Citi Bike System Data

We’ll be using Flow to capture and process Citi Bike system data. The dataset is available in the S3 “tripdata” bucket as compressed CSV files of each ride taken within the system, by month.

Modeling Rides

Every Flow collection has an associated JSON Schema which describes its documents. Let’s begin with an example of a ride document that we want to schematize:

{
   "bike_id": 26396,
   "duration_seconds": 1193,
   "user_type": "Customer",
   "gender": 0,
   "birth_year": 1969,
   "begin": {
      "station": {
         "geo": {
         "latitude": 40.711863,
         "longitude": -73.944024
         },
         "id": 3081,
         "name": "Graham Ave & Grand St"
      },
      "timestamp": "2020-09-01 00:00:12.2020"
   },
   "end": {
      "station": {
         "geo": {
         "latitude": 40.68402,
         "longitude": -73.94977
         },
         "id": 3048,
         "name": "Putnam Ave & Nostrand Ave"
      },
      "timestamp": "2020-09-01 00:20:05.5470"
   }
}

Ride Schema

We’ve already gone to the trouble of creating a JSON Schema which models Citi Bike rides, which you can find here. We can remotely link to it from our catalog so we don’t have to repeat ourselves. A few things about it to point out:

It defines the shape that documents can take.

A “ride” document must have a bike_id, begin, and end. A “location” must have a latitude, longitude, and so on. The $ref keyword makes it easy to re-use common structures.

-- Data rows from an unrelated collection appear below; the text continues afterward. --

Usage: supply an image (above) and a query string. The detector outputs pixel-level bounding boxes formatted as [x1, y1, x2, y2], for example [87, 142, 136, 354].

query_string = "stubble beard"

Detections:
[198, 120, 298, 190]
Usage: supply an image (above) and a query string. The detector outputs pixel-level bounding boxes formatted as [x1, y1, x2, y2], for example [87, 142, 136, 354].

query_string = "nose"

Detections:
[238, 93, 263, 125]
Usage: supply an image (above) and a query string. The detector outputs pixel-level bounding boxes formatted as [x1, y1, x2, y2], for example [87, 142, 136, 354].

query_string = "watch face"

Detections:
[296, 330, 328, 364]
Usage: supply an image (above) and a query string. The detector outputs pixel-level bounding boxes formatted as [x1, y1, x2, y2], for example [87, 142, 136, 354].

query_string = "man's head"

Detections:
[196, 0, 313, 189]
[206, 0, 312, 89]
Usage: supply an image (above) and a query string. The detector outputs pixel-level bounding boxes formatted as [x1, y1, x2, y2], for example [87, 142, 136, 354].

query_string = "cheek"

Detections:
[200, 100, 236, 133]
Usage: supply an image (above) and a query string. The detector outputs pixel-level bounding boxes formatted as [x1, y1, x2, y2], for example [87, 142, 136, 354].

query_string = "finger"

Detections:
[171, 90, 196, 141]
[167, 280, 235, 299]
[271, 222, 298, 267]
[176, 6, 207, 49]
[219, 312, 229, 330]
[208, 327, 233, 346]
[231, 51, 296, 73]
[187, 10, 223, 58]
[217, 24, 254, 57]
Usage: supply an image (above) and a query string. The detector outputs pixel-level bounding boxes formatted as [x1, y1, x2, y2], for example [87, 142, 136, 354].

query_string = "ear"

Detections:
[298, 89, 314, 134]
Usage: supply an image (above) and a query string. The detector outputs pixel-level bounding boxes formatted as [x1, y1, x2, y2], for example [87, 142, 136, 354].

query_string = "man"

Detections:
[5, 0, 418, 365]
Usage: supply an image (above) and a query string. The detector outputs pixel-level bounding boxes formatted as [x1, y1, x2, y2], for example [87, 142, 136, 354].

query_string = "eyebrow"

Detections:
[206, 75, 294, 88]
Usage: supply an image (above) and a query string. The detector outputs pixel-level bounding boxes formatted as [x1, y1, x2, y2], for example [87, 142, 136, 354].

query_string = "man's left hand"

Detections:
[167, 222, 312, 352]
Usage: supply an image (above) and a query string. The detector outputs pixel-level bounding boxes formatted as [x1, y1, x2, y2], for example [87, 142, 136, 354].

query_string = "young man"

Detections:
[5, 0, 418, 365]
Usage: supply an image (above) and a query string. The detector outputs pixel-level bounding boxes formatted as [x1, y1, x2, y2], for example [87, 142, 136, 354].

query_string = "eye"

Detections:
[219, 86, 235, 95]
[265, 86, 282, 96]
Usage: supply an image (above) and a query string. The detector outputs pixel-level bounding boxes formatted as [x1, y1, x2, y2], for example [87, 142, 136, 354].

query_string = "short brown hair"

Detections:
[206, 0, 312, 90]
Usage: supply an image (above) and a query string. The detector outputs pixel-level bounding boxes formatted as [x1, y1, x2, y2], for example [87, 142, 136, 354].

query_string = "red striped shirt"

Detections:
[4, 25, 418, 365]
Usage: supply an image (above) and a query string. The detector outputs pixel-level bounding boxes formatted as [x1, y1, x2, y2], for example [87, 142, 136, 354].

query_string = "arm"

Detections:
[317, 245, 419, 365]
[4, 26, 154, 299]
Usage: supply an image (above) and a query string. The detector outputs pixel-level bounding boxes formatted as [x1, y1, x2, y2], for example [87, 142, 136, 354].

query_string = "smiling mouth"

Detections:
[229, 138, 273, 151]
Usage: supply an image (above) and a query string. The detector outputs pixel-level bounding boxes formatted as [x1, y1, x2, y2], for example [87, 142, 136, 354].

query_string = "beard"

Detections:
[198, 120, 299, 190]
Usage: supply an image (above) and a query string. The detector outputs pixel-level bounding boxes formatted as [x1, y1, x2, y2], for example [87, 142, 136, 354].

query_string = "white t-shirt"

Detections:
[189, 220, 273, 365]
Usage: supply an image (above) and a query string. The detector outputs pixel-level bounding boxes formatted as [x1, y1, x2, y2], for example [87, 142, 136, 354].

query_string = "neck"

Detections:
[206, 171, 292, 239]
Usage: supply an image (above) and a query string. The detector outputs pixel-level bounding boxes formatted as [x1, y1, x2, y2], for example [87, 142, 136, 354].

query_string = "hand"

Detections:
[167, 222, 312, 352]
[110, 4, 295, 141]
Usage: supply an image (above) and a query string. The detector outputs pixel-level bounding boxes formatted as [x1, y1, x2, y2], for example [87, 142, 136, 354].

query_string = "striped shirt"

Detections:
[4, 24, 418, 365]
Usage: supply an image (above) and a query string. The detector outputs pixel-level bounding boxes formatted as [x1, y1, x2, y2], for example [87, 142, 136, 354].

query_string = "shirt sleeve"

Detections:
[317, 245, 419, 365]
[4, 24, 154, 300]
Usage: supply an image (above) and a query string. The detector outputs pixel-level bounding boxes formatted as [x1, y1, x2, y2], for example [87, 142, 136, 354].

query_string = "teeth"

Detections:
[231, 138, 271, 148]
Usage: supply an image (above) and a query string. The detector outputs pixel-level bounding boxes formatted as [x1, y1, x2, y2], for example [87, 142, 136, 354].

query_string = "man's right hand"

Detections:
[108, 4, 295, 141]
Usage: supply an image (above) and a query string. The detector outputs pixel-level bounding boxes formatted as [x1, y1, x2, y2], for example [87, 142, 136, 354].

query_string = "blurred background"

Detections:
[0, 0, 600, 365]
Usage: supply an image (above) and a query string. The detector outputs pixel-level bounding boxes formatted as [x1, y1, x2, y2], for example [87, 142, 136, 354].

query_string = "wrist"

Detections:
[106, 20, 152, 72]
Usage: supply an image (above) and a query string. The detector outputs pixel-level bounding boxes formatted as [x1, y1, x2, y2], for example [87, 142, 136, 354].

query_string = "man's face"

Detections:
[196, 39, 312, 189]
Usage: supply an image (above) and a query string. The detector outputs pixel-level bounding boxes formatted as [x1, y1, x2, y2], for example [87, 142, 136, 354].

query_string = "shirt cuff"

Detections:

Validations constrain the types and values that documents can take.

A “longitude” must be a number and fall within the expected range, and “gender” must be a value within the expected enumeration. Some properties are required, while others are optional. Flow enforces that all documents of a collection must validate against its schema before they can be added.

Flow is also able to translate many schema constraints (e.g. “/begin/station/id must exist and be an integer”) into other kinds of schema – like TypeScript types and SQL constraints – which promotes end-to-end type safety and a better development experience.

Annotations attach information to locations within the document.

title and description keywords give color to locations of the document. They’re machine-accessible documentation – which makes it possible to re-use these annotations in transformed versions of the schema.

Capturing Rides

To work with ride events, first we need to define a collection into which we’ll ingest them. Simple enough, but a wrinkle is that the source dataset is CSV files, using header names which don’t match our schema:

$ wget https://s3.amazonaws.com/tripdata/202009-citibike-tripdata.csv.zip
$ unzip -p 202009-citibike-tripdata.csv.zip  | head -5
"tripduration","starttime","stoptime","start station id","start station name","start station latitude","start station longitude","end station id","end station name","end station latitude","end station longitude","bikeid","usertype","birth year","gender"
4225,"2020-09-01 00:00:01.0430","2020-09-01 01:10:26.6350",3508,"St Nicholas Ave & Manhattan Ave",40.809725,-73.953149,116,"W 17 St & 8 Ave",40.74177603,-74.00149746,44317,"Customer",1979,1
1868,"2020-09-01 00:00:04.8320","2020-09-01 00:31:13.7650",3621,"27 Ave & 9 St",40.7739825,-73.9309134,3094,"Graham Ave & Withers St",40.7169811,-73.94485918,37793,"Customer",1991,1
1097,"2020-09-01 00:00:06.8990","2020-09-01 00:18:24.2260",3492,"E 118 St & Park Ave",40.8005385,-73.9419949,3959,"Edgecombe Ave & W 145 St",40.823498,-73.94386,41438,"Subscriber",1984,1
1473,"2020-09-01 00:00:07.7440","2020-09-01 00:24:41.1800",3946,"St Nicholas Ave & W 137 St",40.818477,-73.947568,4002,"W 144 St & Adam Clayton Powell Blvd",40.820877,-73.939249,35860,"Customer",1990,2

Projections let us account for this, by defining a mapping between document locations (as JSON Pointers) and corresponding fields in a flattened, table-based representation such as a CSV file or SQL table. They’re used whenever Flow is capturing from or materializing into table-systems.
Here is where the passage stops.